VIFA XT ALPINE 4" WOOFER MIDRANGE MIDBASS PAIR wood pu - eBay (item 380276094047 end time Jan-03-11 13:36:14 PST)


Not mine BTW


----------



## BowDown (Sep 24, 2009)

GONE


----------



## BowDown (Sep 24, 2009)

Haha. I was only breaking Brian's chops.

Hopefully they went to a good home.


----------



## thehatedguy (May 4, 2007)

Not F#1 mids.


----------



## turbo5upra (Oct 3, 2008)

What did they go to?


----------



## circa40 (Jan 20, 2008)

thehatedguy said:


> Not F#1 mids.


I may be wrong but aren't those from the original F#1 Vifa 3way comps?
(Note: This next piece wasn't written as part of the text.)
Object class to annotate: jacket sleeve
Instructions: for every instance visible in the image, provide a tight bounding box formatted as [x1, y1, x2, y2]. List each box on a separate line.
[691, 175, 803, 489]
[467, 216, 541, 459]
Not to be confused with the Scan variant.


----------



## rezdawgaudio72 (Apr 9, 2010)

yep those b the one's been lookn for them for yrs,local shop has them but they have them in show case vault,damman,


----------



## danssoslow (Nov 28, 2006)

rezdawgaudio72 said:


> yep those b the one's been lookn for them for yrs,local shop has them but they have them in show case vault,damman,


In the description, it says the guy has 4 sets available.

Here you go:
http://cgi.ebay.com/VIFA-XT-ALPINE-...62?pt=Speakers_Subwoofers&hash=item588b93ce3e


----------



## born into this (Jul 4, 2008)

they're back


----------



## born into this (Jul 4, 2008)

why am i not buying these??? im gonna kick myself


----------



## rezdawgaudio72 (Apr 9, 2010)

send u A$$ dis way, Ill kick it,gonna buy up wat i can,


----------



## rezdawgaudio72 (Apr 9, 2010)

damman,all the good stuff is always US only,cant get shipping info to Canada,


----------